For she who loves crime
The Secret in Their Eyes by Eduardo Sacheri

This complex novel by Eduardo Sacheri, now a major motion picture starring Julia Roberts, Nicole Kidman, and Chiwetel Ejiofor, has as its backdrop the Dirty War of 1970s Argentina. It features all the hallmarks of great crime fiction–a mystery at its core, psychological insight into its characters, a thrilling plot full of twists and turns–and Sacheri’s deft prose.

For the one who’s had an unopened copy of À  la recherche du temps perdu on their bookshelf for 5 years
Monsieur Proust’s Library by Anka Muhlstein

At 160 pages Monsieur Proust’s Library is a tiny book, but its rich with a history of literature and a love and fascination with the man whose name it bears. Anka Mulhstein doesn’t just give us a list of the books Proust read, but provides us with a sort of biography of the man through what he read–and how what he read shaped his thoughts and writing. Delightful in its insight, Monsier Proust’s Library is an excellent introduction to Proust and his oeuvre.

For she who loves the Brontës
A True Novel by Minae Mizumura

Does she re-read Wuthering Heights each year? Has she watched all the adaptations, including the 2011 version directed by Andrea Arnold?  Does she own the Folio Society’s illustrated edition? Then next for her is Minae Mizumura’s A True Novel, at once an homage to and a reworking of Charlotte Brontë’s classic, set in postwar Japan. Mizumura recalls Brontë’s frame narrative as well as the passionate love affair at the center of the novel, while detailing the effects of modernization on her native country.

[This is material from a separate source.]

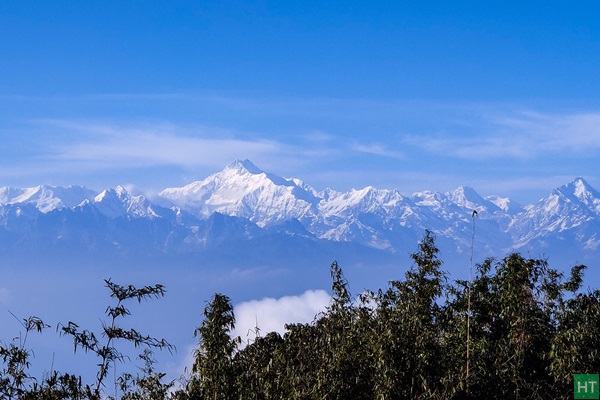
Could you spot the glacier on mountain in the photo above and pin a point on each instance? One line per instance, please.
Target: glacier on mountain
(245, 210)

For the hipster with the broken shoes who only reads foreign fiction

Memory Theater by Simon Critchley

He might have even had the author as a professor–Critchley is the Hans Jonas Professor of Philosophy at the New School for Social Research, and his interests range from Hegel and Heidegger to Terrence Malick and David Bowie. In Memory Theater, his debut novel, he tackles another one of his obsessions, memory and how we store it, and how it’s changing in the age of the internet.

For the movie lover
Lay Down Your Weary Tune by W.B. Belcher

This debut novel about a ghostwriter who forges a relationship with a famed folk music recluse recalls everything from Todd Haynes’s I’m Not There. and the Cohen brothers’ Inside Llewyn Davis  to Crazy Heart and Almost Famous. At the heart of Lay Down Your Weary Tune is a true love of music, but W.B. Belcher’s kaleidoscopic, fully fleshed characters and measured prose  probe the same themes of myth-making and identity that make movies about music so great.

 
For the newly (or not so newly) engaged 
The Cold Song by Linn Ullmann

One of the New York Times Book Review’s 100 Notable Books of 2014, The Cold Song may at first seem like a mystery about a young woman’s disappearance, but it’s really about the marriage between Siri Brodal, a chef and restaurant owner, and Jon Dreyer, a famous novelist plagued by writer’s block. Ullmann uses sympathy and sharp wit in equal measure to render the fine details of and intimate relationship grown strained.

For the history lover
The Butcher’s Trail

It’s been over two decades since the break up of the former Yugoslavia, and in this gripping account, Julian Borger, who covered the Bosnian War for the BBC and The Guardian, follows the manhunt for the perpetrators of the infamous crimes committed during the war. Borger recounts how Radovan Karadžić and Ratko Mladić—both now on trial in The Hague—were finally tracked down, and describes the intrigue behind the arrest of Slobodan Milosevic, the Yugoslav president who became the first head of state to stand before an international tribunal for crimes perpetrated in a time of war.

 
For the person who answers “Anything” when you ask them what they want
Blood Brothers by Ernst Haffner

This is the book everyone loves, including each person detailed above. Blood Brothers delves into the relationships forged between a group of paperless, itinerant young men during the brutal days of the Weimar republic, right before the rise of the Third Reich. It’s rich in period detail, with a publishing history that’s as fascinating as the narrative itself–it is the author’s only novel, and he was disappeared during World War II.